How do I prevent this from happening.  Deleting the multiple spaces is easy, but the last one is not so easy. Please note that I am forced to use spaces as the thousands separator, so I cannot delete all the spaces!

----------


## Richard Buttrey

Hi,

Have you tried the =TRIM() function to remove preceding or trailing spaces?

HTH

----------


## antonf

Excuse my ignorance, but how do I get to use an Excel function in Word?

----------


## contaminated

Try next
1 Open your document\
2 Press Ctrl+H
3 Click More > Special > White Space
4 Leave "Replace with" field bland or type there smth.
5 Press Replace All button

HTH

----------


## antonf

Thanks HTH, it works fine but then deletes the separator between the thousands as well.

I gave up on the issue - selected the table and selected and replaced all "double spaces" with single spaces, which left me with preceding spaces as well.  Juggling with the column widths assisted in "hiding" the impact of those spaces.

----------


## Richard Buttrey

Hi,

I had assumed that the spaces were present in the Excel sheet and copied over, hence the advice to get rid of them with the =TRIM() before copying and pasting.

Rgds

----------


## artthai

Experienced the same problem. These extra spaces are annoying!!!!!

*Solution*
My solution was to change the cell formatting to something simple like "Number" and not a custom like "_-* #,##0_-;-* #,##0_-;_-* "-"??_-;_-@_-".

This has worked for me... so good luck!

----------


## Anthony Gill

Thanks artthai, I have frequently encountered this problem when preparing PowerPoint presentations, and I do like to be able to modify the charts within PowerPoint rather than paste objects into PowerPoint. I do use custom number formats all of the time, and I didn't realise that this could be the trigger to my problem with spaces appearing before numbers when being pasted into PowerPoint. Changing the number format to "number" as you suggested worked fist time, which was a rather nice feeling!
Thanks.

----------


## newdoverman

In word you can use the Search and Replace. In the Replace field enter this " {2,15}"  don't enter the " marks so what you enter is a space, curly brackets, 2 comma 15.  This will search for at least 2 spaces together up to 15 spaces together.

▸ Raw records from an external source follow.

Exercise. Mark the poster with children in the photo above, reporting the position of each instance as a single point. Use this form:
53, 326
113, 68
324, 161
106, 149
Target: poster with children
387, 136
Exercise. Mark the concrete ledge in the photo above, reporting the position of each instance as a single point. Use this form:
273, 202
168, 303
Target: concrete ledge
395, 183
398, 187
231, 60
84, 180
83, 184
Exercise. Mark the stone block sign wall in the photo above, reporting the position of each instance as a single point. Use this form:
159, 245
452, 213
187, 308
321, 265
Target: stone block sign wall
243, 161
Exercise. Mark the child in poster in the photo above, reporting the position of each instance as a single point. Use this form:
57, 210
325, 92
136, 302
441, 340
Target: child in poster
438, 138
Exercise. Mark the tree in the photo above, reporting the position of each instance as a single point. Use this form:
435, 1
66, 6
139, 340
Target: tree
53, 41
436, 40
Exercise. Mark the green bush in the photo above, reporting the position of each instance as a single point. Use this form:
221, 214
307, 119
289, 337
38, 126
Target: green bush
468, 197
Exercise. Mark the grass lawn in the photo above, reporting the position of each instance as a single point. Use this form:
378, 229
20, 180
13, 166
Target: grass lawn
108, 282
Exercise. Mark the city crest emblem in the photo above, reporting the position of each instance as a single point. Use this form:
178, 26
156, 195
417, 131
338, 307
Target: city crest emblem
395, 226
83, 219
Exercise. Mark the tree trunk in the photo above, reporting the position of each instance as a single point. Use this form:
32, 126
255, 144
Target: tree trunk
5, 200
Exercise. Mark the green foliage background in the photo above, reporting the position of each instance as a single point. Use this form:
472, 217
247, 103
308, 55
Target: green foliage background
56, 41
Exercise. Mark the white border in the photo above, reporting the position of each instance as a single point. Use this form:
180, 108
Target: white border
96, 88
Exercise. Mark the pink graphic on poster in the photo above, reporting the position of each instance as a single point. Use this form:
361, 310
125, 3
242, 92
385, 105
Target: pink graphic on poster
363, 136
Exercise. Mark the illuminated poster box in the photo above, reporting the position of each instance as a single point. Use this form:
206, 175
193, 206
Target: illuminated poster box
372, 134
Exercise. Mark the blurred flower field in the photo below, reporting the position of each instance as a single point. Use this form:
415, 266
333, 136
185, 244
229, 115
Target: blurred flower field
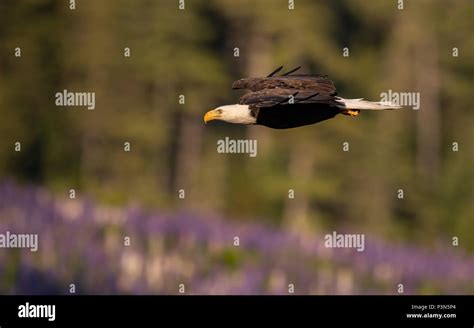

Leave the Replace With field empty.

Select WILD CARDS then replace all.

If you want to restrict the Search and Replace to a certain area of text, select that text first then do the Search and Replace.

----------


## 1tane1

What does wild cards do?

----------


## newdoverman

The wild cards allow the search and replace to accept multiple items in the find. In this case, it will find 2 spaces together up to 15 spaces together.

----------


## 1tane1

Ty for explanation.

Also if you want to delete zeros in such a case (for example:  " 178 000 000") you can replace " 0" by "#" and then remove all spaces and then put normal spaces back by replacing "#" with " 0". Little tricks depend on situations.

----------


## newdoverman

The use of the wild card instead of using a substitution allows you to target 2 to 15 spaces for replacement while leaving single spaces between words untouched.

----------


## arlu1201

1tane1,

For future reference, please do not hijack other users' posts.  Instead, create your own thread and you can link back to this one.

----------


## syahrilazhar

What I did is simply copied the exact spaces and use the function Find and Replace

Paste the copied spaces in the Find What: field and leave blank in the Replace With: field.

Select all content in my word document and press Replace All button. It will rectified for you.

Regards 
Syahril
Malaysia

----------